Enjeux réglementaires. Les enjeux réglementaires du développement de nouvelles technologies de CND concernent principalement la problématique de la traçabilité des contrôles. En particulier sur les pièces détachées, du fait de la personnalisation de la production avec la fabrication additive. celles-ci peuvent être produites désormais dans des micro-usines déportées du lieu de production principal voire à distance, sur le lieu de production de sous-traitants.
Monitoring – Surveillance – Maintenance prédictive
Le recours accru aux technologies et méthodes de monitoring, de surveillance et de simulation à partir de scénarios grâce à l’utilisation des modèles numériques 3D et de l’IIOT, et du développement des CND, permet de modifier profondément la chaine de valeur de la maintenance de l’outil de production.

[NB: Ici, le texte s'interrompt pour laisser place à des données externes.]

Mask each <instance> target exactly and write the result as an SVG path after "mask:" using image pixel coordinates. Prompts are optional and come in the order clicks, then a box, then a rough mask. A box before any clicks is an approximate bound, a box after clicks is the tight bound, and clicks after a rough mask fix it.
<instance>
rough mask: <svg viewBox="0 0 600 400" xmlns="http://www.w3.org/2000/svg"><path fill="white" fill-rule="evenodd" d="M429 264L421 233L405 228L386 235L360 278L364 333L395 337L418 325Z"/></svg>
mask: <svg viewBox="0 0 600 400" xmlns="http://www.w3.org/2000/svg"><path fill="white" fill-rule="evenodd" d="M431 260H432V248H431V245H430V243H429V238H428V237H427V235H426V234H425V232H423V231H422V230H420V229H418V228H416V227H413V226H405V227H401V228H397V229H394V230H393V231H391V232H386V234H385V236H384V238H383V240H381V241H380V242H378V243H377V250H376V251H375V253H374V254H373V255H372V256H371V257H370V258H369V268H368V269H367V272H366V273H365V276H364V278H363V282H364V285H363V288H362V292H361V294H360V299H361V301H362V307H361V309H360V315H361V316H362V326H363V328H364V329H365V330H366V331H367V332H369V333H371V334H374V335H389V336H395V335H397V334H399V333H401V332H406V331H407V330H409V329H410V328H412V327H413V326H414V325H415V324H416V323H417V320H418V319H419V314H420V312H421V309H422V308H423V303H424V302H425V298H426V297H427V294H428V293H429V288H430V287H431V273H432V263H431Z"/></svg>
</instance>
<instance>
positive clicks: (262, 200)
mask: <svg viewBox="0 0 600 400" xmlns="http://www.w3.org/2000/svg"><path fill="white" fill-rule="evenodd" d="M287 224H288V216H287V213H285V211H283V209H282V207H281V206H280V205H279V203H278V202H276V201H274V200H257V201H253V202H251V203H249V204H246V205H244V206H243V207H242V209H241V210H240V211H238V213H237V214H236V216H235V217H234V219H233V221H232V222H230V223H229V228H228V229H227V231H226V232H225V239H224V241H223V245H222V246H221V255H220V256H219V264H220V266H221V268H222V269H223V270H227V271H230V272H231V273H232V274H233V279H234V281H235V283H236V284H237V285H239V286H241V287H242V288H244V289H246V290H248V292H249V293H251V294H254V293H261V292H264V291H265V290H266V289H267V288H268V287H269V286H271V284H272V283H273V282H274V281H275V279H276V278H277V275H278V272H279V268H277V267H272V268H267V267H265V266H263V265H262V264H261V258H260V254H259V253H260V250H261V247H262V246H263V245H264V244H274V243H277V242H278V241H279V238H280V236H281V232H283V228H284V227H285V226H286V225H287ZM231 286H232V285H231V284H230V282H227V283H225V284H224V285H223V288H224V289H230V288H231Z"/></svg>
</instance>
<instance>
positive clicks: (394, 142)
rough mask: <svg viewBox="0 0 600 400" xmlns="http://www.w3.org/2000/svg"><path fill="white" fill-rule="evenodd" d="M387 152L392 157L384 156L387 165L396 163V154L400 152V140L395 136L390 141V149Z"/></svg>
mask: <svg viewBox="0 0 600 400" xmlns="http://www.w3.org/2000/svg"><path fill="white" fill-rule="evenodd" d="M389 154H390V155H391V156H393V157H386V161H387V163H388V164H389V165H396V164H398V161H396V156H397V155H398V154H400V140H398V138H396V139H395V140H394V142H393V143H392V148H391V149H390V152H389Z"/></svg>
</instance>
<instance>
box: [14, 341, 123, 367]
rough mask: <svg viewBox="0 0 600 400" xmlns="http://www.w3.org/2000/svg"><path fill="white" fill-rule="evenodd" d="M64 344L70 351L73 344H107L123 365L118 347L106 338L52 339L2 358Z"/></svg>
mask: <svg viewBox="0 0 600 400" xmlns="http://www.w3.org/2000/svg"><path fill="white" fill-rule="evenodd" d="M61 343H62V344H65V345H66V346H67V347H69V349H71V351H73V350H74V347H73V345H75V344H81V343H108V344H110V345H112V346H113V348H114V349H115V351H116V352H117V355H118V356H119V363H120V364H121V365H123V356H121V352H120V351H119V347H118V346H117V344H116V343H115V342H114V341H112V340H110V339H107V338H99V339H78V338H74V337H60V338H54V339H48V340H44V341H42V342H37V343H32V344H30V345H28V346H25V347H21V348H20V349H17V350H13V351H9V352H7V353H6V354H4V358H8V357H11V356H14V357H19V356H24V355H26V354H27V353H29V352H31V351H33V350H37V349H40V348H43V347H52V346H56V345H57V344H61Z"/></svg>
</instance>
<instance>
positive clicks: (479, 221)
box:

Enjeu technologique. Grâce aux modèles numériques 3D, à l’IIOT et aux CND, managers et décideurs de l’usine du futur peuvent mieux détecter les dysfonctionnements, incidents ou pannes de l’outil de production. Et ainsi mieux connaître les incidences sur la durée de vie des équipements et de l’outil de production. Et mieux diagnostiquer et mettre en œuvre une maintenance prédictive de l’outil de production.
Le développement dans l’usine du futur des technologies de monitoring, de surveillance et de maintenance prédictive se confronte à un enjeu majeur. Celui de l’intégration à la chaîne numérique pour optimiser en temps réel l’outil de production et pouvoir le reconfigurer de manière automatique et optimiser sa performance. Un autre enjeu : le développement de système de système de supervision non limité à la supervision d’une partie. Ou d’un écosystème de production. Mais capable d’influer et de reconfigurer de manière globale l’outil de production en temps réel.
Enjeux réglementaires. Ils concernent au premier plan la cybersécurité, mais aussi la gestion de la transparence et de la traçabilité des simulations et des outils de diagnostic et de simulation. Egalement les conséquences en termes de responsabilité qui découle de l’information et de la connaissance des modes de défaillances. Ou encore des fragilités des objets ou produits fabriqués dans l’usine du futur. Sans oublier la question de l’acceptabilité par les opérateurs et par les clients des capteurs intégrés respectivement sur le système de production ou dans les objets fabriqués.
Evaluation de l’ensemble des enjeux réglementaires et normatifs
L’ensemble des enjeux réglementaires et normatifs propres aux technologies transversales ainsi qu’à chaque écosystème technologique doit également doit être évalué. Ceci dans le cadre d’une approche globale. L’analyse en silo des impacts et incidences des enjeux réglementaires d’un écosystème technologique ne suffit pas. L’analyse et l’évaluation des enjeux réglementaires doivent être conduites en prenant en compte l’ensemble des écosystèmes technologiques. Ainsi que les liens de dépendance ou de convergence entre eux.
L’usine du futur n’est pas une prospective futuriste. Elle est déjà là. L’usine du futur va également modifier la relation avec le consommateur-acteur. Ainsi que les rapports de force et l’expérience du consommateur-acteur.
Enfin, elle va également entraîner une modification en profondeur de l’écosystème des compétences. Principalement en créant de nouveaux savoir-faire et en rendant obsolète des savoir-faire existants.
Didier Gazagne
Lexing Droit Intelligence économique
(1) Ministère de l’Economie, de l’Industrie et du Numérique, Article « Nouvelle France Industrielle : construire l’industrie française du futur »
(2) Ministère de l’Economie, de l’Industrie et du Numérique, Article « Technologies clé 2020 ».